Ivan did not look convinced. “If not Tuatha, then something close to it. The stars,” he said. “The constellation Osin burned into your skin. They were coordinates.” His voice remained controlled, almost mercilessly calm. “Not a mark of ownership. A map.”

The dagger seemed to pulse in her hand, or perhaps that was only her own blood answering the word.

“A map to what?” she asked.

A muscle ticked near his temple. “To the fold,” Ivan said.

“An fhilleadh, the Druids call it. Three fixed stellar points. A pocket in the substratic field right above the Jade Sea. Osin learned that if Draoth and memory could be stripped from a person by force, the field did not disperse. It resolved into the fold. Stored itself there. And once stored, it could be drawn out again. Re-impressed. Applied.”

“Shades,” Elara said, dread coiling tight within her.

“Yes.”

Her fingers had tightened around the bloodstone until the edges bit into her palm through the fabric.

“The Vredians believe that without the fold, Osin cannot make new shades. Cannot sustain the ones he has.” Ivan’s expression did not change, but something in his eyes had darkened, deeply tired. “Dominic intends to destroy the mechanism. After they salvage whatever remains.”

“What remains?” Reynnar asked.

Ivan’s gaze flicked to him. “Memories taken from the living.”

The words struck clean through her.

Disbelief first. Then pain.
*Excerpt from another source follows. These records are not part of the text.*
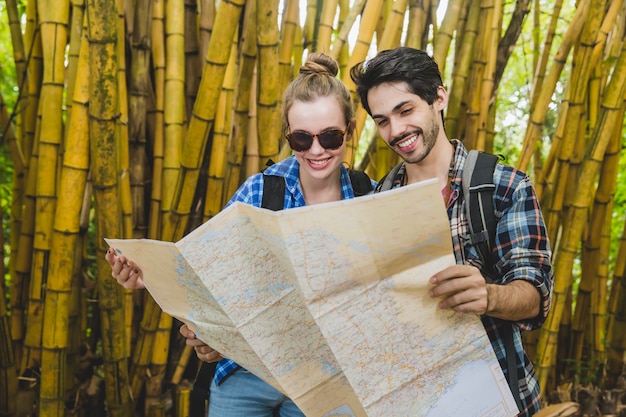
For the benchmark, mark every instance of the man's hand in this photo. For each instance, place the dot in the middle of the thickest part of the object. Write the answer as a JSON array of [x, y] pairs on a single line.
[[127, 274], [462, 288], [204, 352]]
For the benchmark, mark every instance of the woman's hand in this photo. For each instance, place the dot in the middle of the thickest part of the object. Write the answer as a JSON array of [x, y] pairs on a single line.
[[125, 272]]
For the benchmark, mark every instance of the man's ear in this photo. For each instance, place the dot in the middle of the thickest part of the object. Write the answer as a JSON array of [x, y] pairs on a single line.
[[350, 129]]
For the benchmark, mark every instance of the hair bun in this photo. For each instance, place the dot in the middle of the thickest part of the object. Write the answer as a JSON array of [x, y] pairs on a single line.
[[319, 63]]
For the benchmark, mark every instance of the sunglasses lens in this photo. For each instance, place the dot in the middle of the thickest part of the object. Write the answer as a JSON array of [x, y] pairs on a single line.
[[301, 141]]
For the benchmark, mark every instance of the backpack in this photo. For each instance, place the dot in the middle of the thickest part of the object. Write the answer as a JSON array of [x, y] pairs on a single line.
[[273, 199], [478, 188]]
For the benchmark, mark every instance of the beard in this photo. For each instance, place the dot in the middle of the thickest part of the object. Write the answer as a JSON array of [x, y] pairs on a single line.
[[429, 137]]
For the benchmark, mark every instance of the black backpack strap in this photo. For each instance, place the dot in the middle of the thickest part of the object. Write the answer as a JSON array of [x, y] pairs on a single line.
[[386, 182], [361, 183], [273, 192], [199, 396], [478, 189]]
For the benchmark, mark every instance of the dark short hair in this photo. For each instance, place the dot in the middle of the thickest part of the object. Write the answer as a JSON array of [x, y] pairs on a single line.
[[403, 64]]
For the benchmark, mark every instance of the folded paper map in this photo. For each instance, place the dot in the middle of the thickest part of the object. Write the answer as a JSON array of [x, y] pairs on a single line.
[[329, 304]]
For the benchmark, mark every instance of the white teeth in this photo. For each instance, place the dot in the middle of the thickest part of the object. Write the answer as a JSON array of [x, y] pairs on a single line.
[[318, 162], [407, 142]]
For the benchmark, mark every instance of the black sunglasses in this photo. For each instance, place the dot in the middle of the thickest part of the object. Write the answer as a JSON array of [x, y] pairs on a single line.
[[301, 141]]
Then, worst of all, longing.

Her eyes fluttered shut.

The memories Osin had stolen—the pieces he had stripped from his victims—were locked away like valuables in some hidden vault beyond the world.
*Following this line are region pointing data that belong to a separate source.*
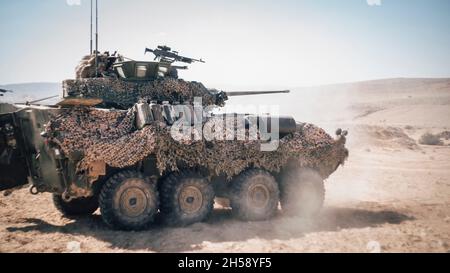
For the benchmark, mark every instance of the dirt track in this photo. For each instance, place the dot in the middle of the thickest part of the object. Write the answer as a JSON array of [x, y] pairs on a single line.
[[392, 196]]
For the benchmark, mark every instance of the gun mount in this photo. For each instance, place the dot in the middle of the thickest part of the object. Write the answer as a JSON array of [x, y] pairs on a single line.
[[166, 55]]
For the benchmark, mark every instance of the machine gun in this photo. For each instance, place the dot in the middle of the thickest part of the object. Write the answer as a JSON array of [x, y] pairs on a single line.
[[3, 91], [166, 54]]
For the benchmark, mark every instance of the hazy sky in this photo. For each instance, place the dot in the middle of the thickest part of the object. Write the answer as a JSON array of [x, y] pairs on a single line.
[[245, 43]]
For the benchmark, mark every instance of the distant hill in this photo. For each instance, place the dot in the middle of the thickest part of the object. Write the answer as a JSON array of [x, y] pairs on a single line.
[[23, 92]]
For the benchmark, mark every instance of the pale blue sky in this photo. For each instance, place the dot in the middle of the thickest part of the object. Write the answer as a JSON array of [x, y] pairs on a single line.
[[245, 43]]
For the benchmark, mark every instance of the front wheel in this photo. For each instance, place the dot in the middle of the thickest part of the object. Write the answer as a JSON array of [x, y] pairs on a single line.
[[254, 195], [129, 201]]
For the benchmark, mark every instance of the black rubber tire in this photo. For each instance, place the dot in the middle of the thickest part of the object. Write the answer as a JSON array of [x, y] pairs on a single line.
[[302, 192], [244, 186], [175, 187], [124, 192], [76, 207]]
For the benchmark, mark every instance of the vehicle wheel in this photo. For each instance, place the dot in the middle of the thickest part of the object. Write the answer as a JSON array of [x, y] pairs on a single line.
[[302, 192], [186, 198], [129, 201], [76, 207], [254, 195]]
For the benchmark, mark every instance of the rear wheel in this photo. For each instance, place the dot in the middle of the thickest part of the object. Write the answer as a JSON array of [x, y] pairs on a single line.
[[129, 201], [254, 195], [302, 192], [76, 207], [186, 198]]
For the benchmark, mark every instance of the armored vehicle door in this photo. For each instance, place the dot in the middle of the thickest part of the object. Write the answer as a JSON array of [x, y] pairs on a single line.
[[13, 165]]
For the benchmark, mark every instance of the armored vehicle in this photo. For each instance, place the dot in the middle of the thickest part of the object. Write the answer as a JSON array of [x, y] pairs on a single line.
[[132, 139]]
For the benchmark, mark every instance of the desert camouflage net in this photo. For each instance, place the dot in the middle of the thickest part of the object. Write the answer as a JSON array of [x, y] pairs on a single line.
[[125, 94], [109, 136]]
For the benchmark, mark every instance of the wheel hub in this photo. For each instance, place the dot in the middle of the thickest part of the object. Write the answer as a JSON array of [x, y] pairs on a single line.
[[190, 199], [133, 202]]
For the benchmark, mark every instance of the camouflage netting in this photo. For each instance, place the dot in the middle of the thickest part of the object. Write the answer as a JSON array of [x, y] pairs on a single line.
[[109, 136], [125, 94]]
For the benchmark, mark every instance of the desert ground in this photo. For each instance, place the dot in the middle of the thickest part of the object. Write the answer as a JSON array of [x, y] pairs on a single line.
[[392, 195]]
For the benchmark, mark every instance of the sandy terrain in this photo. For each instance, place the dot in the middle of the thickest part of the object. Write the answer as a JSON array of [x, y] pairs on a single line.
[[393, 195]]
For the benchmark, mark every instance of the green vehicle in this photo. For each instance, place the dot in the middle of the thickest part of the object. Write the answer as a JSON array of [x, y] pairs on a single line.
[[111, 144]]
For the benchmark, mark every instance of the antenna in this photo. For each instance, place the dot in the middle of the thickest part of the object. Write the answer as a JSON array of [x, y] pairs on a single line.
[[96, 38], [90, 51]]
Lantern-light smeared gold across her vision.

There was a chance that something of herself still existed beyond the reach of her body, beyond the ruin Osin had made of her life; a chance that the missing years, and the person she had been before all this, might not be lost forever.
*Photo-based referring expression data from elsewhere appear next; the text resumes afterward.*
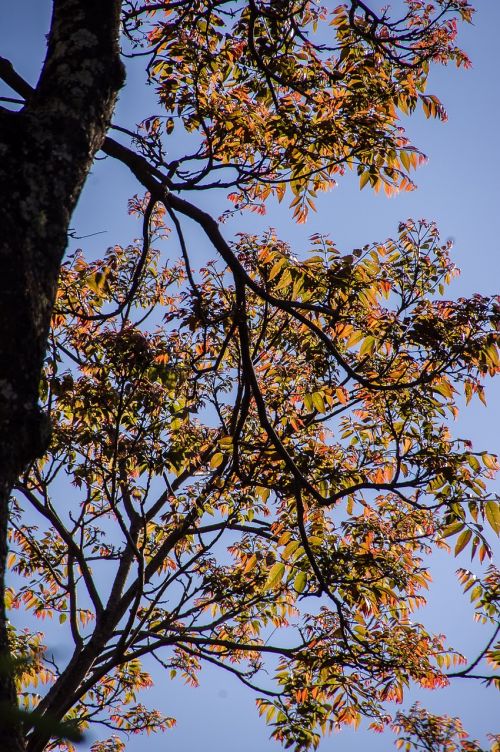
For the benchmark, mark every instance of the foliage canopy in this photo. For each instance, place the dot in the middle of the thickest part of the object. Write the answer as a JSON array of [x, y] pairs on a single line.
[[261, 446]]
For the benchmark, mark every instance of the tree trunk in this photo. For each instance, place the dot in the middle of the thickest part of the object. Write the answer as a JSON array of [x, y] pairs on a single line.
[[46, 151]]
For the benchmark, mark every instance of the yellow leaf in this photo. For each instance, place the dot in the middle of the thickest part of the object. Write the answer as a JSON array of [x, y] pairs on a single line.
[[217, 460]]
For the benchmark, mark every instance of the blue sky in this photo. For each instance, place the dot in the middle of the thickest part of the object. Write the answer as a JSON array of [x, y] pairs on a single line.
[[459, 188]]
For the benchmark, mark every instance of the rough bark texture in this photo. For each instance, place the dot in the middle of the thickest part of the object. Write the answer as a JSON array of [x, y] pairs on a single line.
[[46, 151]]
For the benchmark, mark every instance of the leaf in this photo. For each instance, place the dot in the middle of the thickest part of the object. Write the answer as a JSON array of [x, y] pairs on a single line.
[[462, 541], [368, 346], [452, 529], [300, 582], [492, 511], [216, 460], [490, 461], [275, 576]]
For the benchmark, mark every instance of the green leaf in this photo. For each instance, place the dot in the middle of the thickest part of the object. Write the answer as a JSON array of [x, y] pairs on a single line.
[[300, 582], [275, 575], [462, 541]]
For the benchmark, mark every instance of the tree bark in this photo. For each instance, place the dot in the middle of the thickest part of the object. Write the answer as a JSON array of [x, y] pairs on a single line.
[[46, 151]]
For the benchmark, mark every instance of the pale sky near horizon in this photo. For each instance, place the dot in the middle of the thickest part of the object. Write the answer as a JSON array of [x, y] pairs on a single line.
[[459, 188]]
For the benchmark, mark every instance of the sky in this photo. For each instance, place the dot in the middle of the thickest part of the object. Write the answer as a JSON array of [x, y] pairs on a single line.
[[459, 188]]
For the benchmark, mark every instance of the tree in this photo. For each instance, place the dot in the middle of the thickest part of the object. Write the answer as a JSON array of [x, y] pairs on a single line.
[[278, 435]]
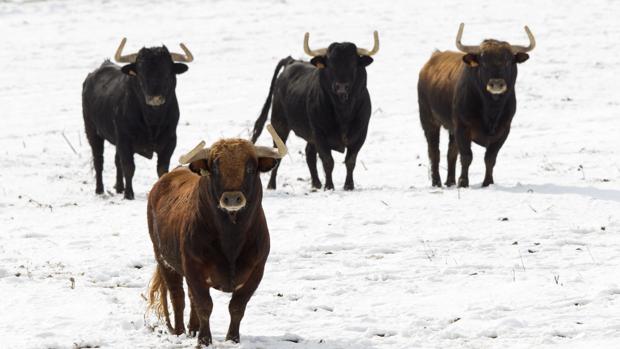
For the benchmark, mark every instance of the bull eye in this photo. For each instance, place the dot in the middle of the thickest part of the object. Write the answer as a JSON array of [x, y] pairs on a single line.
[[250, 170]]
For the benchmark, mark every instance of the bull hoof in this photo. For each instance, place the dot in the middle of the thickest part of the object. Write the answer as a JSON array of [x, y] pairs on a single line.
[[233, 338], [204, 341], [487, 182], [178, 331], [463, 182]]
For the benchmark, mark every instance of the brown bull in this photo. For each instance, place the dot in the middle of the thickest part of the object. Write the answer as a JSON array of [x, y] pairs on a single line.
[[472, 95], [207, 224]]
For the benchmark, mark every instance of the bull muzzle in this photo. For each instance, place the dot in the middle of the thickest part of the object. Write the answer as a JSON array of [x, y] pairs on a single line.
[[232, 201], [342, 89], [155, 101], [497, 86]]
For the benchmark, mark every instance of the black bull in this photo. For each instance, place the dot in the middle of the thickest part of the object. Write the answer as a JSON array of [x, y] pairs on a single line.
[[472, 94], [325, 102], [135, 108]]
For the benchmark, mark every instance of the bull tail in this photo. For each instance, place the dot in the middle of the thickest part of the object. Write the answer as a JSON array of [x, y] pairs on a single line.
[[262, 118], [158, 297]]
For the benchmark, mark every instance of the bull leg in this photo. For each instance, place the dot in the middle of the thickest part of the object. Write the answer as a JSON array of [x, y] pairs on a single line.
[[174, 282], [238, 302], [489, 159], [128, 166], [432, 140], [453, 153], [283, 133], [463, 141], [194, 323], [350, 160], [120, 185], [201, 298], [96, 146], [328, 166], [311, 161], [164, 155]]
She looked down at the dagger in her hand, at the bloodstone clenched against her chest, at all the old instruments of power that had been made from her suffering.

And for the first time, the horror did not come alone.

Hope came with it.

Small. Vicious. Terrifying.

“And the dead?” she whispered.

Ivan said nothing for long enough that Elara understood before his answer came.

“If Rhiannon is freed in the process,” he said, “then the souls trapped in the Void may finally pass into the Otherworld.”

Thane.

The name moved behind his eyes, though his face gave nothing away. Elara wanted to offer something—an apology, a mercy, any small word that might ease the wound of it—but Ivan went on before she could find one.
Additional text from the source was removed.